Anyone know if there's a way of catching up on programmes on Fox channel?

I've missed the first 3 episodes of the new series of Eastbound & Down


----------



## johanr77 (Aug 4, 2011)

If you've got sky on demand you can watch the last episode on catch up but it looks like its only the 3rd episode available at the moment.


----------



## LeadFarmer (Feb 23, 2011)

Think your right. Guess ill have to wait for it on dvd. Shame, as its my favourite comedy series and Ive been waiting all year for it. Didnt see any adverts for it.


----------



## johanr77 (Aug 4, 2011)

I think they add the first few episodes later in the run, there is a library of episodes on the fox channel catch up section.


----------



## Johnsy (Oct 20, 2013)

ahem!

http://www.couchtuner.eu/watch-eastbound-and-down-online/

alot more than just kenny fcuking powers


----------



## LeadFarmer (Feb 23, 2011)

Johnsy said:


> ahem!
> 
> http://www.couchtuner.eu/watch-eastbound-and-down-online/
> 
> alot more than just kenny fcuking powers


Nice find:thumb:


----------



## iPlod999 (Jun 23, 2012)

And another.

Sign up with email and password job done.
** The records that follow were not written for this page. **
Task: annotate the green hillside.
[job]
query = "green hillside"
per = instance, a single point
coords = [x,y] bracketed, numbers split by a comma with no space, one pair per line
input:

http://tvonline.cc/tv/Eastbound-and-Down.htm

I'm finally getting on with Breaking Bad.


----------



## iPlod999 (Jun 23, 2012)

And another.

Sign up with email and password job done.

http://tvonline.cc/tv/Eastbound-and-Down.htm

I'm finally getting on with Breaking Bad.


----------



## LeadFarmer (Feb 23, 2011)

iPlod999 said:


> I'm finally getting on with Breaking Bad.


BB is possibly the best series I have ever watched. The Wire & Sopranos come very close though.


----------



## Johnsy (Oct 20, 2013)

Good thing about couchtuner is no sign up, uploaded within hours of being aired in the U.S

Iv usually watched a series like suits before the first episode is aired here.

Although there are programs like the walking dead where there only a week ahead, I hammered breaking bad on netflix,then the last half series on couchtuner before it was aired here,


----------



## Xploit (Nov 16, 2011)

Is Eastbound and Down worth a watch?>


----------